Track by Track Review
Beyond Zimbabwe
An odd, but appropriate tribal segment starts this, then a metal stomp takes the cut. The intro to this features some very tasty soloing. The vocals on the cut feel a bit awkward, but the meaty main riff more than makes up for it, and Voth's frantic guitar soloing certainly doesn't hurt either.
Nightmare Lake
Voth's falsetto at the start of this is a bit rough, but the balladic segment that comes in then is quite effective. After a verse in this mode it bursts out into a strong and dramatic metallic fury that calls to mind King Diamond just a bit.

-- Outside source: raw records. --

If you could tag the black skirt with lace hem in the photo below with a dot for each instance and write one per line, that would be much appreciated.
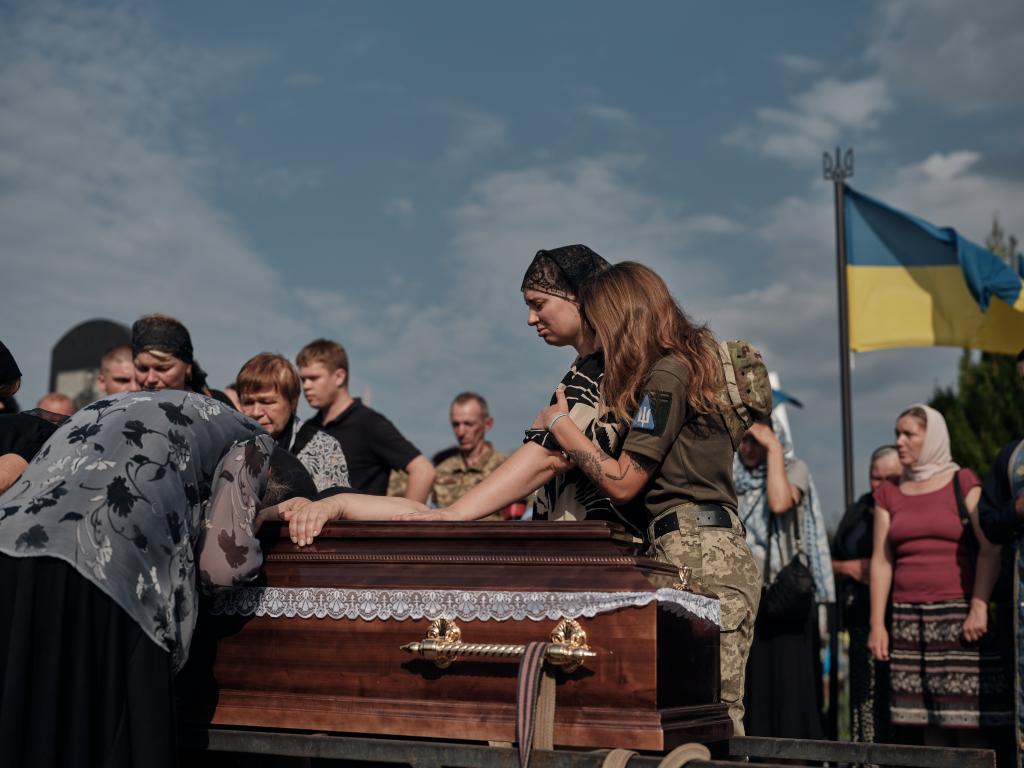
(80, 683)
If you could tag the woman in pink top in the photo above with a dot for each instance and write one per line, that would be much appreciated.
(945, 670)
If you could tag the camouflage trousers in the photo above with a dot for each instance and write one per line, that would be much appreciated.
(721, 563)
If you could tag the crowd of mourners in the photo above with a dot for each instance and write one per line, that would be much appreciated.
(116, 515)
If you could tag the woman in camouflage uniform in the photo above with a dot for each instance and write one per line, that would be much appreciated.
(663, 378)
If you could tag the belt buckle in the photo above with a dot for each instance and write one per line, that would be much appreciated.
(684, 579)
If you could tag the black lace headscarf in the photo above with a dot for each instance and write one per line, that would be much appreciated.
(560, 271)
(160, 333)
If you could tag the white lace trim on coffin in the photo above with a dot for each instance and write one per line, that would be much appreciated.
(306, 602)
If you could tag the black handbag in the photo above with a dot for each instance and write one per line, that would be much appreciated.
(790, 597)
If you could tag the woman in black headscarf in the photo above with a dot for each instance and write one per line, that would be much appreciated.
(164, 359)
(551, 290)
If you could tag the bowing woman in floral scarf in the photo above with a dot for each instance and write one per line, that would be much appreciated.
(779, 507)
(102, 540)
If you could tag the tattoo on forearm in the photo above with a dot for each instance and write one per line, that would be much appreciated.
(616, 478)
(588, 463)
(642, 463)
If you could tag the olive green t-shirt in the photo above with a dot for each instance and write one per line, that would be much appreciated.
(693, 450)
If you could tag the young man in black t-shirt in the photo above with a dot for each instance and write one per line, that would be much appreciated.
(372, 444)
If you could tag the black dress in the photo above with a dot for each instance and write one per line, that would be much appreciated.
(75, 664)
(25, 433)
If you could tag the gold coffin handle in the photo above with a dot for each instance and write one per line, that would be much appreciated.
(442, 645)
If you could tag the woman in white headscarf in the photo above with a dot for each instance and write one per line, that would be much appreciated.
(940, 567)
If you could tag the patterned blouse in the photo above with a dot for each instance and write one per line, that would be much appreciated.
(571, 496)
(131, 489)
(323, 458)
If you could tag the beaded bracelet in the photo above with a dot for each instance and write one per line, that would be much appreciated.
(557, 417)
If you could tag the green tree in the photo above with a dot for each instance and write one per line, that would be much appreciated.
(985, 410)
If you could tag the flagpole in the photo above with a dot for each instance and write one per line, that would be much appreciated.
(838, 170)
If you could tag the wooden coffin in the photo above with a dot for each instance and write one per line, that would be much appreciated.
(317, 644)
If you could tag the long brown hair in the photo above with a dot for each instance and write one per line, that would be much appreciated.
(639, 323)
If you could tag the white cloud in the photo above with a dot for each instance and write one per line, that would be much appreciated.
(608, 114)
(102, 211)
(477, 133)
(800, 65)
(303, 80)
(399, 208)
(965, 56)
(827, 112)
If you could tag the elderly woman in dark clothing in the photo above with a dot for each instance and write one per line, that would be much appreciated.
(1000, 514)
(132, 504)
(851, 550)
(20, 434)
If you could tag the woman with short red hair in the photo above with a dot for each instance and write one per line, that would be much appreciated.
(268, 389)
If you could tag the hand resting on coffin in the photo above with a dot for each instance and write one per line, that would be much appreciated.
(527, 469)
(306, 518)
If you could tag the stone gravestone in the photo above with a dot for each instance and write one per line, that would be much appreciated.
(75, 359)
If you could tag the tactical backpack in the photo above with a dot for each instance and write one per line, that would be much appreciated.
(747, 385)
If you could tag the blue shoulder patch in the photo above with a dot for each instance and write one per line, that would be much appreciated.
(645, 415)
(652, 413)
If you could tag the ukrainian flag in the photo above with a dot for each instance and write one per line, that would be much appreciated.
(912, 284)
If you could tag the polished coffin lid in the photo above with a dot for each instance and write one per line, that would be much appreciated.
(317, 643)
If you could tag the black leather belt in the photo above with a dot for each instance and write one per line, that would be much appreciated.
(706, 516)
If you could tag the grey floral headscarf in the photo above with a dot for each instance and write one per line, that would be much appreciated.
(141, 493)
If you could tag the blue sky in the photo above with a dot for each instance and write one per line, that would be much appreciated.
(382, 173)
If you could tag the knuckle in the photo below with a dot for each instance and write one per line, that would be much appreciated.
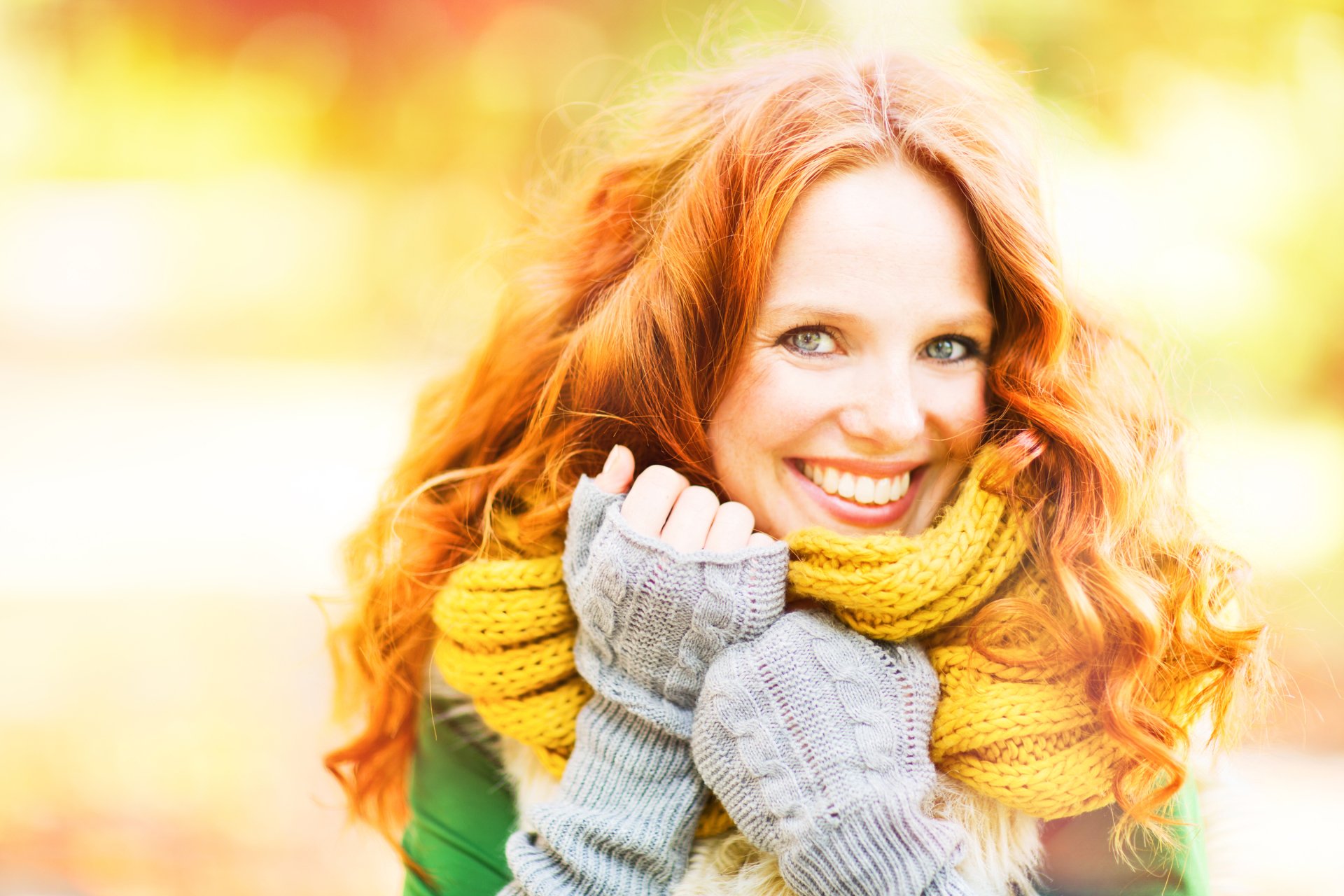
(738, 511)
(663, 477)
(702, 496)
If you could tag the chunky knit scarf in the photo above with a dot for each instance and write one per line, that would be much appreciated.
(1025, 735)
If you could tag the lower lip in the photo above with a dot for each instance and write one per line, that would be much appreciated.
(864, 514)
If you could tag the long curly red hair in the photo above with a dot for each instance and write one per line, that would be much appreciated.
(626, 321)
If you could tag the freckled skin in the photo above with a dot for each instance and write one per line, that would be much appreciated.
(885, 260)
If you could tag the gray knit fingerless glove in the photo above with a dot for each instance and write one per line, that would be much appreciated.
(651, 622)
(651, 617)
(816, 742)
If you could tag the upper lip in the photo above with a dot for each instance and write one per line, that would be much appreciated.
(874, 469)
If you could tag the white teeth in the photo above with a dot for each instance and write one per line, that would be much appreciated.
(862, 489)
(846, 489)
(882, 492)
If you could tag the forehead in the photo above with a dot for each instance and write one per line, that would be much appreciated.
(885, 239)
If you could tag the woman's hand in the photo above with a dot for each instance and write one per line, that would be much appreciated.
(664, 505)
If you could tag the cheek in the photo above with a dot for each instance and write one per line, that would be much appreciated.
(760, 416)
(961, 410)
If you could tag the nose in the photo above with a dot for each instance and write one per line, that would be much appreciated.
(883, 409)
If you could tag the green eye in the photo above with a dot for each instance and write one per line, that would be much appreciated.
(809, 342)
(946, 349)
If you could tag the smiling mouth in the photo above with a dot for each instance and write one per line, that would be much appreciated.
(859, 489)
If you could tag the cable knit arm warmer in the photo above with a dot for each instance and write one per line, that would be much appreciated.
(651, 622)
(816, 741)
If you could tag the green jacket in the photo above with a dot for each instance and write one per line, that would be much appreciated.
(463, 812)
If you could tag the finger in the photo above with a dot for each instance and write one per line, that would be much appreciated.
(732, 527)
(651, 498)
(691, 517)
(617, 472)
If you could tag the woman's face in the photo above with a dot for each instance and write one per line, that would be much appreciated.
(860, 397)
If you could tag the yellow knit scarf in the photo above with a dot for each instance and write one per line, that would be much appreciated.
(1025, 735)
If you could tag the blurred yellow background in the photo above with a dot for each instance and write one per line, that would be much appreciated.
(235, 237)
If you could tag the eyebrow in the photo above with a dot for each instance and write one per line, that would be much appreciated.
(977, 318)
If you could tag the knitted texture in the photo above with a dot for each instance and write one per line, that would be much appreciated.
(816, 741)
(1030, 738)
(651, 622)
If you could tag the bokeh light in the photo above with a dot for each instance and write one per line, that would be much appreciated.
(235, 237)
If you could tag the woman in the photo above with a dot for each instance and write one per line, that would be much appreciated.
(811, 290)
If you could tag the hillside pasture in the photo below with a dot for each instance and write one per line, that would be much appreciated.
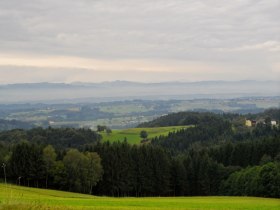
(133, 134)
(23, 198)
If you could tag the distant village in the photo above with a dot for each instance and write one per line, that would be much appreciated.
(252, 123)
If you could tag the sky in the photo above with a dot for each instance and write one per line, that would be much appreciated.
(142, 40)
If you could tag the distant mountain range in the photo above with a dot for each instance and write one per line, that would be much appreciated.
(124, 90)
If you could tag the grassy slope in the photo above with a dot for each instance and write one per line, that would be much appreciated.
(13, 197)
(132, 134)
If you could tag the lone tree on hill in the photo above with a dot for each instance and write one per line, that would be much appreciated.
(143, 134)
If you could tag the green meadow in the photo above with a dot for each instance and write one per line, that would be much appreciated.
(23, 198)
(133, 134)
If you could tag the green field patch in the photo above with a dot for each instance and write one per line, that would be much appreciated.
(23, 198)
(133, 134)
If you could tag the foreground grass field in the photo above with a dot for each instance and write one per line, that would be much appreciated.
(132, 134)
(22, 198)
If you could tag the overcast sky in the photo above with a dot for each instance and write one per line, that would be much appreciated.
(141, 40)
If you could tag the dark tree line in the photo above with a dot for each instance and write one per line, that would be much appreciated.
(30, 164)
(57, 137)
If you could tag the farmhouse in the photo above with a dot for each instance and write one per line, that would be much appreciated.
(248, 123)
(273, 122)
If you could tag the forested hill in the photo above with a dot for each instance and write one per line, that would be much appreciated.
(14, 124)
(213, 128)
(217, 156)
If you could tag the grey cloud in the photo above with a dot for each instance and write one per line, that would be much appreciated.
(158, 29)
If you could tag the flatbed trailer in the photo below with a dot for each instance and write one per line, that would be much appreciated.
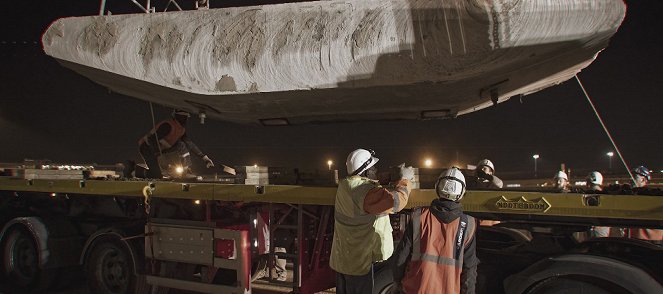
(129, 235)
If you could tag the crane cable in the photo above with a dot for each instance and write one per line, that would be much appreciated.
(598, 116)
(154, 127)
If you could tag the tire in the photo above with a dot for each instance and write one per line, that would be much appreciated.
(574, 286)
(20, 261)
(109, 268)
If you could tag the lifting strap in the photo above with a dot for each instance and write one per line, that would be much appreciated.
(619, 153)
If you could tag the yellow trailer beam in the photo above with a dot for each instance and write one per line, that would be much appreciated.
(632, 207)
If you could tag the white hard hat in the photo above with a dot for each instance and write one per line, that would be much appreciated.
(486, 162)
(360, 160)
(451, 184)
(561, 175)
(595, 178)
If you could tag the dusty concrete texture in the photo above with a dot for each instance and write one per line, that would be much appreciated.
(331, 61)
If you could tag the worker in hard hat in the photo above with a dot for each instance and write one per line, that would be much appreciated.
(642, 176)
(169, 137)
(594, 182)
(561, 182)
(438, 251)
(362, 230)
(485, 176)
(595, 185)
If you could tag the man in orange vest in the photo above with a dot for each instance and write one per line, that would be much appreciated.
(642, 176)
(166, 137)
(438, 252)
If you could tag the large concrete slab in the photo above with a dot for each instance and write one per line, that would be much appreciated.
(330, 61)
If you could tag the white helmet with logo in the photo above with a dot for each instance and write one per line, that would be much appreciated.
(485, 162)
(360, 160)
(561, 175)
(451, 184)
(595, 178)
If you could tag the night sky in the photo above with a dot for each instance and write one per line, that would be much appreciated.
(49, 112)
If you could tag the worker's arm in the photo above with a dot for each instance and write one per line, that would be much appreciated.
(192, 146)
(468, 277)
(403, 254)
(381, 200)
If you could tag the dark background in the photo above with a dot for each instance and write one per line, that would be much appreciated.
(49, 112)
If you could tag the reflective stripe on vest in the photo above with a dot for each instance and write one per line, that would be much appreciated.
(437, 253)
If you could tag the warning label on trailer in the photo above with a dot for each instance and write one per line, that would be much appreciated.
(522, 204)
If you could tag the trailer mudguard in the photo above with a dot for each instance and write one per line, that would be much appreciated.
(616, 272)
(115, 234)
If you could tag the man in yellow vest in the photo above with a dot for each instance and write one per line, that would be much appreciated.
(362, 231)
(437, 254)
(166, 137)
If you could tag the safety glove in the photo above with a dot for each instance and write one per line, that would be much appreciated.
(407, 172)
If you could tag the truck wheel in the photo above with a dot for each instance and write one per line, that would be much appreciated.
(572, 286)
(21, 262)
(109, 268)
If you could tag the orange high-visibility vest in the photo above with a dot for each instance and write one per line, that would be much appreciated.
(437, 253)
(646, 234)
(176, 133)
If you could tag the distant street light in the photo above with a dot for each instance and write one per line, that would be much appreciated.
(428, 162)
(535, 156)
(610, 155)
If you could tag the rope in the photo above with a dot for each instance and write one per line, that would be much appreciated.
(154, 127)
(598, 116)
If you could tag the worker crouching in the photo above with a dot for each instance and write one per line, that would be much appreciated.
(437, 254)
(362, 231)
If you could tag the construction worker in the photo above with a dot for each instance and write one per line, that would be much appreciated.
(561, 182)
(169, 137)
(642, 176)
(485, 176)
(438, 251)
(362, 231)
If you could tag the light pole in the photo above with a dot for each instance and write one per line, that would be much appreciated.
(610, 155)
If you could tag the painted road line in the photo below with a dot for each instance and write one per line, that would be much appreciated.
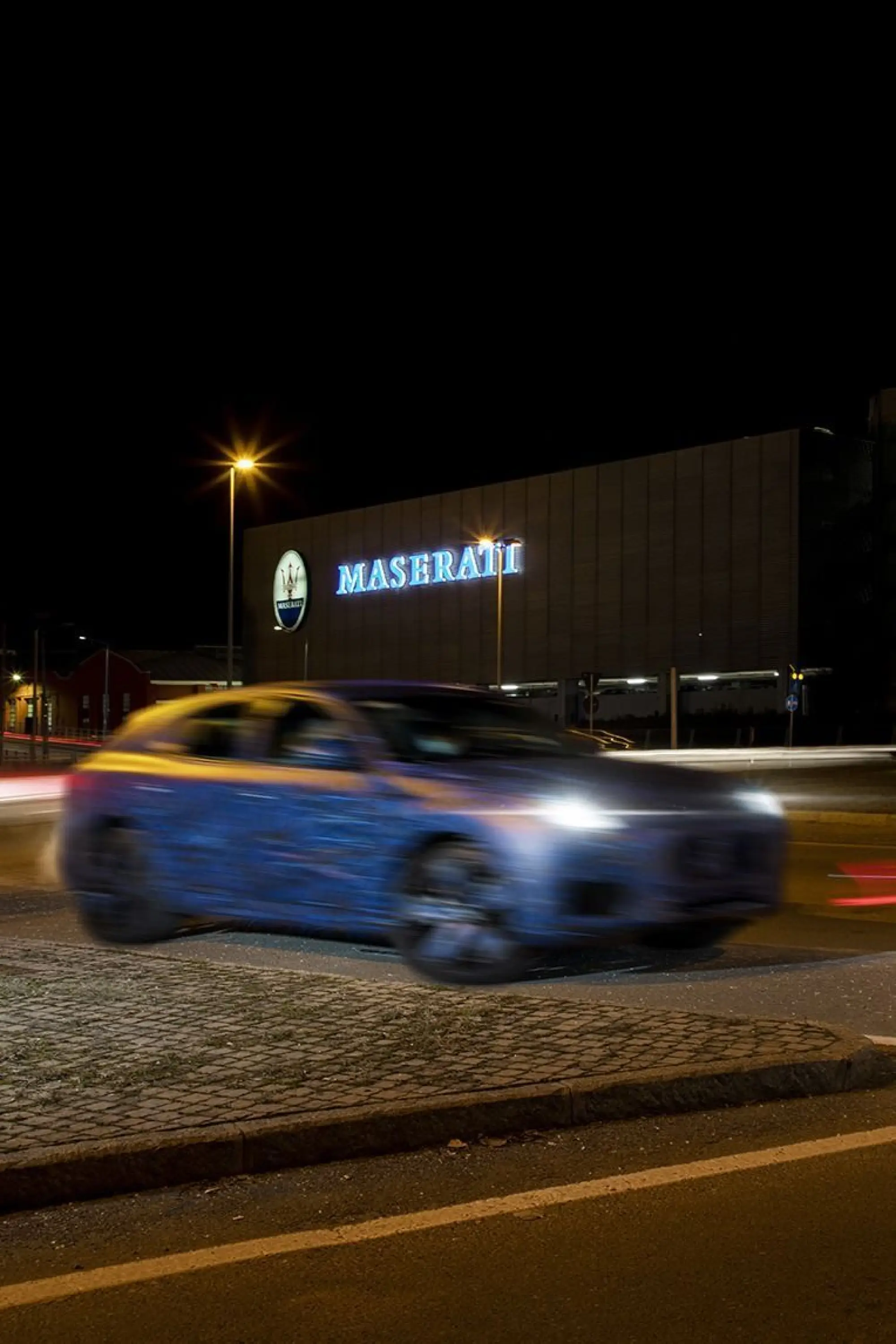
(428, 1219)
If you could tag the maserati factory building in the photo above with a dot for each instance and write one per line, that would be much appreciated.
(728, 562)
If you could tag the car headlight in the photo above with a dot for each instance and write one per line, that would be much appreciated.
(578, 815)
(757, 800)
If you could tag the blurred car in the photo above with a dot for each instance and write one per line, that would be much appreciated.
(456, 823)
(603, 740)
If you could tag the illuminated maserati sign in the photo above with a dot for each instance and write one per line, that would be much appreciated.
(291, 592)
(460, 565)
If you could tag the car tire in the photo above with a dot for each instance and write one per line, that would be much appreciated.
(691, 937)
(117, 902)
(453, 920)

It drops to acapella later, then a reprise of the balladic segment returns. It drops from there to just a spoken voice, then burs back up to the King Diamond like territory. This one is very heavy and quite dynamic, eventually dropping back to the ballad style. Spoken words end this.
The Ancient Track
An olde world acapella segment starts this. Voth jumps in with a balladic guitar melody. A guitar solo wanders over the top before his vocals enter here, this feeling a bit like old Rush. It gets rather heavy, but never wanders far.
The Outpost
Coming in heavy, dramatic and dark, the intro here feels like prog metal. It shifts gear to a frantic speed metal approach, though. Although Voth's vocals are nowhere near as potent as Bruce Dickinson's this cut feels a bit like Iron Maiden musically. This is another fairly dynamic number and eventually drops to a strummed slower segment. It jumps back up later to the Maidenesque jam with a vengeance. A false ending leads to a reprise of this same section.
A garagey early Rush mode starts this, and a nice vocal harmony arrangement marred only by some weakness in Voth's vocal performance, is a nice touch. Heavy flourishes punctuate the verse segments here. A heavier bridge with non-lyrical vocals is a nice change of pace. This ends in a slightly rough acapella section.
Whispers in the Night
A great balladic mode with dark and mysterious tones, aided by whispered vocals starts this. The cut gradually builds as the actual vocals enter. This mode runs through the first 2 and a ½ or so minutes until it bursts forth in metallic fury again feeling a bit like Maiden. Voth's vocals are stronger here and he has some very tasty guitar fills. This wanders into a more plodding metallic zone later, very heavy and doom like.
Hounds of Tindalos
Percussion with weird vocals start this, then frantic jamming again feeling like both Maiden and King Diamond takes the piece. This is very dynamic and just a little hard to follow.
Based on a keyboard line, the vocals come in here in a dark but mellow mode. It runs through in this style for a time until a new hard edged segment jumps in again a bit like Iron Maiden. It eventually drops back to the mellower mode for a time before jumping back up to the fury. It repeats this pattern one more time before it ends.
Starting in a sound that is kind of a cross between a weird progressive rock and Judas Priest's "Dreamer Deceiver", this one builds very gradually. It doesn't wander far, instead remaining a mellow, but somewhat spooky cut.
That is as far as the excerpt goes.